HWTC aims to help sanitation workers ... by providing opportunities for alternative livelihoods through ... training and post-placement support

From cleaning drains and sewages to septic tanks, sanitation workers clean and dispose of human waste nationwide. As they encounter human waste daily, they risk their lives with deadly diseases —cardiovascular degeneration, musculoskeletal disorders, hepatitis and leptospirosis, to name a few.

Against such a backdrop, Reckitt’s Harpic World Toilet College initiative offers a ray of hope to sanitation workers across the country. Today, the HWTC has a presence in 14 Indian states. HWTC aims to help sanitation workers lead dignified lives by providing opportunities for alternative livelihoods through robust and comprehensive training and post-placement support.
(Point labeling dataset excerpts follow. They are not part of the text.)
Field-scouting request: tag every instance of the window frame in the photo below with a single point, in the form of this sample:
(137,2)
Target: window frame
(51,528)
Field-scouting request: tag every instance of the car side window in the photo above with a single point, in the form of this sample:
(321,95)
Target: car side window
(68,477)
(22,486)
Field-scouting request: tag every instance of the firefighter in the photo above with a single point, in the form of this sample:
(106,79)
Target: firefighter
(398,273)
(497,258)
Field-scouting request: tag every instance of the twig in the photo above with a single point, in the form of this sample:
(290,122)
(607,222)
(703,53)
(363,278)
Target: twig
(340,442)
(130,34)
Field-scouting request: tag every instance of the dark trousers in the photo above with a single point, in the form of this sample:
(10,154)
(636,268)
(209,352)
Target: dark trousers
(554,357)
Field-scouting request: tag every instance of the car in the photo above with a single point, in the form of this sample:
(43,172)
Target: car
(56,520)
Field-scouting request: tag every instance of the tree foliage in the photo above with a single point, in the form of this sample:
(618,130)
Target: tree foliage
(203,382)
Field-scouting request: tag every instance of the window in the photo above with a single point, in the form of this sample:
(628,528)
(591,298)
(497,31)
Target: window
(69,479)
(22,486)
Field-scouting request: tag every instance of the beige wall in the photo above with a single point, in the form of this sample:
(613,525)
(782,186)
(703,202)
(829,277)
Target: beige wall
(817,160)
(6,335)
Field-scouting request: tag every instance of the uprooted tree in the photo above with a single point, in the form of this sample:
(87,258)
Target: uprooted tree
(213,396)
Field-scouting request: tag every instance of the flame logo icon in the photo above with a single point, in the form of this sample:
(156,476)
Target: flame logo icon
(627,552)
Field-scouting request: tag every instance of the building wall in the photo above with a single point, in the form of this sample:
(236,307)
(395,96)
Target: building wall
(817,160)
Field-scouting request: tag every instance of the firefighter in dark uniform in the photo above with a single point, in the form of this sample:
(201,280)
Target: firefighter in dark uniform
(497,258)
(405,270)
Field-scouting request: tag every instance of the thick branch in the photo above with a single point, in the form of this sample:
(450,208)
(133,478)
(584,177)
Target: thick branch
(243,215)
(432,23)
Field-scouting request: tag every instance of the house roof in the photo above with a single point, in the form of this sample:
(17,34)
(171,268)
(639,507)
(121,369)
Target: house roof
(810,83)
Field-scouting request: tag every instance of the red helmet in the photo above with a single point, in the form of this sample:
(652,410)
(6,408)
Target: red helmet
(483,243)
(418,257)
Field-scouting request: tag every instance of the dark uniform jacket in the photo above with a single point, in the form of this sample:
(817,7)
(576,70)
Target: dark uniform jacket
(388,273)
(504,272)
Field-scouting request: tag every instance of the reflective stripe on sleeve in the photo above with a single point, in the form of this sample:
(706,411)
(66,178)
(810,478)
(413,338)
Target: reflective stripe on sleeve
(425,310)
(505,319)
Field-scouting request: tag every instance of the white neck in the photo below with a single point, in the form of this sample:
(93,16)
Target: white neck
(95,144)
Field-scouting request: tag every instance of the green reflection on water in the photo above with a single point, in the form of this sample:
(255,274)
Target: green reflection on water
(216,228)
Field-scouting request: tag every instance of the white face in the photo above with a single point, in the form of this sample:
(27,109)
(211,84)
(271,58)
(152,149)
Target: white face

From Waste Picker to Wellness Champion

There are many inspirational stories among the sanitation workers. One of these is  Aman Kumar. A 20-year-old school drop-out, Aman earned no more than Rs 150 a day collecting waste in Patiala, Punjab. Their lives changed after their training at a Harpic World College.

Aman attended a two-day Harpic World Toilet College training at Patiala, where he learnt and understood about housekeeping roles and cleaning work, the need for sanitation and hygiene around the time of the Covid-19 pandemic. Once trained, Aman was selected as a cleaner, cleaning and washing some 25 toilets daily in two, and sometimes three, government schools, showing he could indeed earn a living with dignity.

On the World Toilet Day even in Mumbai, he met Bollywood actor Akshay Kumar and shared the story of his journey.

“I am proud to work for children and provide sanitation and cleaning services for them. I hope my contribution helps reduce their school dropout rate and lead healthier lives,” says Aman.